- O Tribunal Regional Federal da 1ª Região (TRF-1) decidiu retomar a suspensão da licença para a reconstrução e asfaltamento da BR-319, que liga Manaus a Porto Velho.
- A decisão reverte uma liminar anterior que havia autorizado a obra.
- O desembargador Flávio Jardim afirmou que a revitalização da rodovia é necessária para evitar o isolamento das comunidades locais.
- O governo federal, liderado pelo presidente Luiz Inácio Lula da Silva, busca reverter essa decisão, enquanto o Ministério Público Federal apoia a suspensão.
- Especialistas alertam que a pavimentação pode aumentar o desmatamento e afetar a biodiversidade na Amazônia.
O Tribunal Regional Federal da 1ª Região (TRF-1) decidiu, nesta quarta-feira, retomar a validade da suspensão da licença para a reconstrução e asfaltamento da BR-319, que liga Manaus a Porto Velho. A estrada, com aproximadamente 850 quilômetros, é um ponto central nas discussões sobre desenvolvimento e preservação ambiental na Amazônia.

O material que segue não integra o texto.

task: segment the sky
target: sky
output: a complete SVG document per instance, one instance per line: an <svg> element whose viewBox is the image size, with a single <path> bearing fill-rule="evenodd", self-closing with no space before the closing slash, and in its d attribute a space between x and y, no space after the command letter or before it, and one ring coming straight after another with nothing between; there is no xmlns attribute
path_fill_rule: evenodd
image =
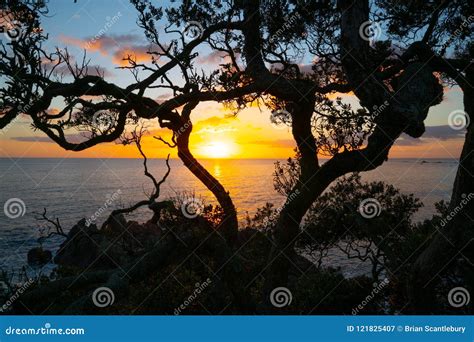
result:
<svg viewBox="0 0 474 342"><path fill-rule="evenodd" d="M49 33L47 47L68 47L70 53L82 58L84 49L91 65L98 66L109 82L126 86L133 82L130 72L117 67L121 58L134 54L139 61L146 61L148 44L136 25L137 12L127 0L49 0L50 13L43 19L43 29ZM110 25L109 25L110 24ZM109 27L104 30L105 27ZM93 37L98 37L94 39ZM3 36L0 39L4 39ZM222 58L209 49L198 50L198 62L211 70ZM175 77L178 77L175 75ZM166 94L151 91L148 96L165 98ZM336 95L334 95L336 96ZM358 106L353 95L341 95L344 101ZM53 103L57 110L60 103ZM392 148L391 158L458 158L464 141L464 130L454 130L448 125L451 112L463 109L459 88L445 90L441 104L432 107L425 125L423 138L403 136ZM295 143L286 126L270 122L270 112L252 106L238 116L214 102L201 103L192 113L193 133L191 151L199 158L271 158L281 159L294 155ZM162 158L170 149L153 136L170 138L168 130L160 129L156 122L148 122L150 135L143 141L143 148L150 158ZM51 142L41 132L33 132L28 118L15 120L0 131L0 158L135 158L139 157L133 146L115 143L101 144L82 152L65 151Z"/></svg>

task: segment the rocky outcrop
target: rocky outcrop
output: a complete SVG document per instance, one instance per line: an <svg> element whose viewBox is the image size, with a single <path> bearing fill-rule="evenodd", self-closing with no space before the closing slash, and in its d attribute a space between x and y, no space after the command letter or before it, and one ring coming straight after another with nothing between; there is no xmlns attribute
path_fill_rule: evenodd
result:
<svg viewBox="0 0 474 342"><path fill-rule="evenodd" d="M123 215L99 230L80 220L61 244L54 262L61 266L103 270L117 268L143 254L159 239L160 229L152 223L127 221Z"/></svg>
<svg viewBox="0 0 474 342"><path fill-rule="evenodd" d="M53 253L42 247L36 247L28 251L27 259L30 266L43 266L53 259Z"/></svg>
<svg viewBox="0 0 474 342"><path fill-rule="evenodd" d="M98 246L103 242L97 226L86 226L86 220L80 220L69 231L66 240L59 247L54 262L59 265L86 268L99 257Z"/></svg>

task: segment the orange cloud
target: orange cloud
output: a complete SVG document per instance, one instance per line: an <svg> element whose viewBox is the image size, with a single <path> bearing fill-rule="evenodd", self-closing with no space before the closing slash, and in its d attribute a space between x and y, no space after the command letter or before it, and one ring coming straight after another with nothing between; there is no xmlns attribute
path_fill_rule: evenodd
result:
<svg viewBox="0 0 474 342"><path fill-rule="evenodd" d="M128 58L135 61L136 63L144 63L151 61L151 55L148 53L149 47L147 46L127 46L120 50L117 50L113 55L113 62L120 66L128 65Z"/></svg>
<svg viewBox="0 0 474 342"><path fill-rule="evenodd" d="M100 37L86 37L84 39L62 35L60 40L65 44L80 47L88 52L98 52L103 56L112 56L112 61L120 66L128 65L124 58L131 58L137 63L151 61L151 55L148 52L152 46L141 44L142 39L134 34L104 34ZM156 47L153 49L156 50Z"/></svg>
<svg viewBox="0 0 474 342"><path fill-rule="evenodd" d="M60 35L59 39L68 45L77 46L88 51L98 51L108 55L110 51L119 49L122 45L135 44L140 37L133 34L102 35L100 37L86 37L84 39Z"/></svg>

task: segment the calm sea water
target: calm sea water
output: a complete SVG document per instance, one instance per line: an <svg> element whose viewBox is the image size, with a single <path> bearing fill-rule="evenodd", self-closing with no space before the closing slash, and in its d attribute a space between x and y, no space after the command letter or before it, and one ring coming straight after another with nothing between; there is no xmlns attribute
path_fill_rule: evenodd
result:
<svg viewBox="0 0 474 342"><path fill-rule="evenodd" d="M239 218L250 215L266 202L276 205L284 198L273 189L272 172L275 160L206 160L203 164L228 189L235 201ZM182 166L171 160L171 174L162 187L162 197L195 192L208 202L212 195ZM157 179L165 173L163 160L150 160L150 170ZM421 220L434 213L434 203L449 199L457 169L457 161L431 159L398 159L385 163L375 171L365 173L366 180L384 180L404 193L414 193L425 206L417 214ZM8 218L0 211L0 268L18 268L26 263L26 253L38 245L40 224L35 213L48 209L48 215L59 217L67 231L81 218L93 215L108 199L114 199L97 220L101 223L114 206L128 205L146 198L152 189L143 175L140 159L0 159L0 204L11 198L25 203L26 213ZM147 220L149 212L133 217ZM47 242L53 250L59 239ZM334 258L336 258L335 256Z"/></svg>

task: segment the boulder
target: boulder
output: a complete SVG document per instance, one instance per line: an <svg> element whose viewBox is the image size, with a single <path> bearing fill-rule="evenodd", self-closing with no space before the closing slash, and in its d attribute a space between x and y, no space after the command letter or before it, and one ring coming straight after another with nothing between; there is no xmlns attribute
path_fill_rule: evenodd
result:
<svg viewBox="0 0 474 342"><path fill-rule="evenodd" d="M53 259L53 253L42 247L35 247L28 251L28 265L43 266Z"/></svg>
<svg viewBox="0 0 474 342"><path fill-rule="evenodd" d="M112 216L104 227L107 234L121 234L127 229L127 220L122 214Z"/></svg>
<svg viewBox="0 0 474 342"><path fill-rule="evenodd" d="M86 220L80 220L69 231L66 240L59 247L54 262L59 265L86 268L97 262L100 256L99 246L104 237L97 226L86 226Z"/></svg>
<svg viewBox="0 0 474 342"><path fill-rule="evenodd" d="M123 232L127 222L123 218L114 221L114 226L108 225L104 231L97 229L95 224L86 225L86 220L80 220L69 232L66 240L59 247L54 258L58 265L73 268L104 270L116 268L130 262L130 253L124 249ZM115 232L115 233L112 233Z"/></svg>

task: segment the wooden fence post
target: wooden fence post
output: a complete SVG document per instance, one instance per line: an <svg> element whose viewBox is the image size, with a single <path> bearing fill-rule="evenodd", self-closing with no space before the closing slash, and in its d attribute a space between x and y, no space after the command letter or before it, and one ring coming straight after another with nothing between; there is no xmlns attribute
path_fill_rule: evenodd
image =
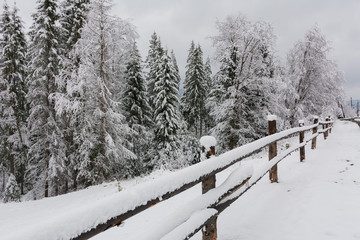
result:
<svg viewBox="0 0 360 240"><path fill-rule="evenodd" d="M299 127L304 126L304 121L299 121ZM300 144L304 142L304 131L299 132L299 140ZM300 147L300 162L303 162L305 160L305 146Z"/></svg>
<svg viewBox="0 0 360 240"><path fill-rule="evenodd" d="M329 119L328 119L328 118L325 118L325 122L328 122L328 121L329 121ZM327 128L329 127L329 124L326 123L324 126L325 126L325 129L327 129ZM327 139L328 136L329 136L329 130L326 130L326 131L324 132L324 139Z"/></svg>
<svg viewBox="0 0 360 240"><path fill-rule="evenodd" d="M317 124L319 122L319 118L318 117L314 117L314 124ZM313 134L317 133L317 127L313 128ZM316 137L314 137L311 141L311 149L315 149L316 148Z"/></svg>
<svg viewBox="0 0 360 240"><path fill-rule="evenodd" d="M276 116L268 116L268 129L269 135L276 133ZM269 144L269 161L277 155L277 143ZM277 164L274 165L269 171L269 178L272 183L278 182Z"/></svg>
<svg viewBox="0 0 360 240"><path fill-rule="evenodd" d="M330 121L331 121L331 116L328 116L327 119L328 119L328 121L330 122ZM330 127L330 126L332 126L332 123L329 123L329 126L328 126L328 127ZM329 129L329 134L331 133L331 129L332 129L332 128Z"/></svg>
<svg viewBox="0 0 360 240"><path fill-rule="evenodd" d="M204 136L200 139L200 144L202 145L201 151L203 152L203 154L205 154L207 159L210 158L212 155L215 155L216 139L214 137ZM212 175L202 181L202 194L207 193L209 190L215 187L216 187L216 175ZM203 240L216 240L217 238L216 222L217 222L217 216L210 219L201 229Z"/></svg>

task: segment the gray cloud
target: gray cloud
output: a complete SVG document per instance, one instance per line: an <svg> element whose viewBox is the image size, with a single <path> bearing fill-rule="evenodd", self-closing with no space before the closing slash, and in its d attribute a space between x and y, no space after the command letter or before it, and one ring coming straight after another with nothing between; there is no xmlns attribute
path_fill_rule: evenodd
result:
<svg viewBox="0 0 360 240"><path fill-rule="evenodd" d="M4 0L0 0L3 5ZM20 13L30 25L35 0L17 0ZM12 4L11 0L8 0ZM286 52L315 24L333 48L331 57L345 72L347 97L360 99L360 1L358 0L114 0L113 13L131 19L140 34L139 48L146 56L150 35L156 31L177 56L182 75L191 40L212 55L209 36L216 34L215 21L242 13L250 20L270 22L277 35L276 49Z"/></svg>

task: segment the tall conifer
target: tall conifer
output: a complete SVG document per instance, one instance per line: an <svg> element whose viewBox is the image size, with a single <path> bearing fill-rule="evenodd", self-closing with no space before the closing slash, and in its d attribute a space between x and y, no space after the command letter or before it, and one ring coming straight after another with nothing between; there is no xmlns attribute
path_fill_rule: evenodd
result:
<svg viewBox="0 0 360 240"><path fill-rule="evenodd" d="M16 177L24 193L24 175L27 159L27 128L26 118L28 107L25 99L27 93L26 78L26 52L24 27L16 6L9 12L4 5L1 19L2 51L0 60L2 91L1 102L1 129L3 141L8 146L8 159L10 173Z"/></svg>
<svg viewBox="0 0 360 240"><path fill-rule="evenodd" d="M35 192L45 197L59 193L63 178L65 146L56 118L52 94L57 91L60 48L57 2L39 0L33 15L30 43L29 94L30 172Z"/></svg>
<svg viewBox="0 0 360 240"><path fill-rule="evenodd" d="M143 77L141 57L136 43L133 44L125 70L125 91L123 94L123 111L127 123L134 130L131 136L132 151L137 159L130 159L126 168L129 175L144 172L149 146L152 119L147 100L145 79Z"/></svg>
<svg viewBox="0 0 360 240"><path fill-rule="evenodd" d="M200 45L191 43L186 65L182 111L189 129L200 138L203 134L207 82Z"/></svg>

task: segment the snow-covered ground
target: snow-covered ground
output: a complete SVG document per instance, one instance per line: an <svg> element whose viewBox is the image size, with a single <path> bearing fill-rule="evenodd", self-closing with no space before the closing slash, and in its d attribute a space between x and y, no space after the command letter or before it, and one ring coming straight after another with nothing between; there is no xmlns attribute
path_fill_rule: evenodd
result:
<svg viewBox="0 0 360 240"><path fill-rule="evenodd" d="M266 157L259 156L241 164L256 168L267 162ZM238 165L218 174L217 185ZM295 152L279 164L278 171L279 183L271 184L265 176L219 216L218 239L360 239L360 128L356 124L336 122L326 141L318 138L315 151L307 146L304 163ZM132 189L169 174L159 171L124 181L121 188ZM56 225L57 220L66 219L78 208L118 192L118 183L114 182L39 201L0 204L0 239L32 239L27 233L34 228L46 236L51 234L49 222ZM151 231L161 229L164 219L200 195L197 185L93 239L147 239ZM69 224L78 227L76 222ZM201 233L193 239L201 239Z"/></svg>

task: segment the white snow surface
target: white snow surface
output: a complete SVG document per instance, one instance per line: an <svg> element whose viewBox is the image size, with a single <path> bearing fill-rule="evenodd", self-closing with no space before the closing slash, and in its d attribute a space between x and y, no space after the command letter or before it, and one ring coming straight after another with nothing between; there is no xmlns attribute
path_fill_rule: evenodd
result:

A decisão do TRF-1 reverte uma liminar anterior que havia liberado a obra. O desembargador Flávio Jardim destacou que a rodovia, atualmente em estado precário, necessita de revitalização para evitar o isolamento das comunidades locais. Em julho de 2024, a juíza Maria Elisa Andrade já havia suspendido a licença prévia concedida pelo Ibama, após ação civil pública do Observatório do Clima, que questionava a legalidade da autorização dada no último ano do governo Jair Bolsonaro.
O advogado da coalizão, Paulo Busse, afirmou que o Observatório do Clima acredita que o governo Lula continuará buscando reverter a decisão do TRF-1. O Ministério Público Federal apoia a posição do Observatório, enquanto o governo federal, incluindo o presidente Lula, demonstra apoio à continuidade das obras. O Ministério do Meio Ambiente, por sua vez, expressa preocupações sobre os impactos ambientais da pavimentação.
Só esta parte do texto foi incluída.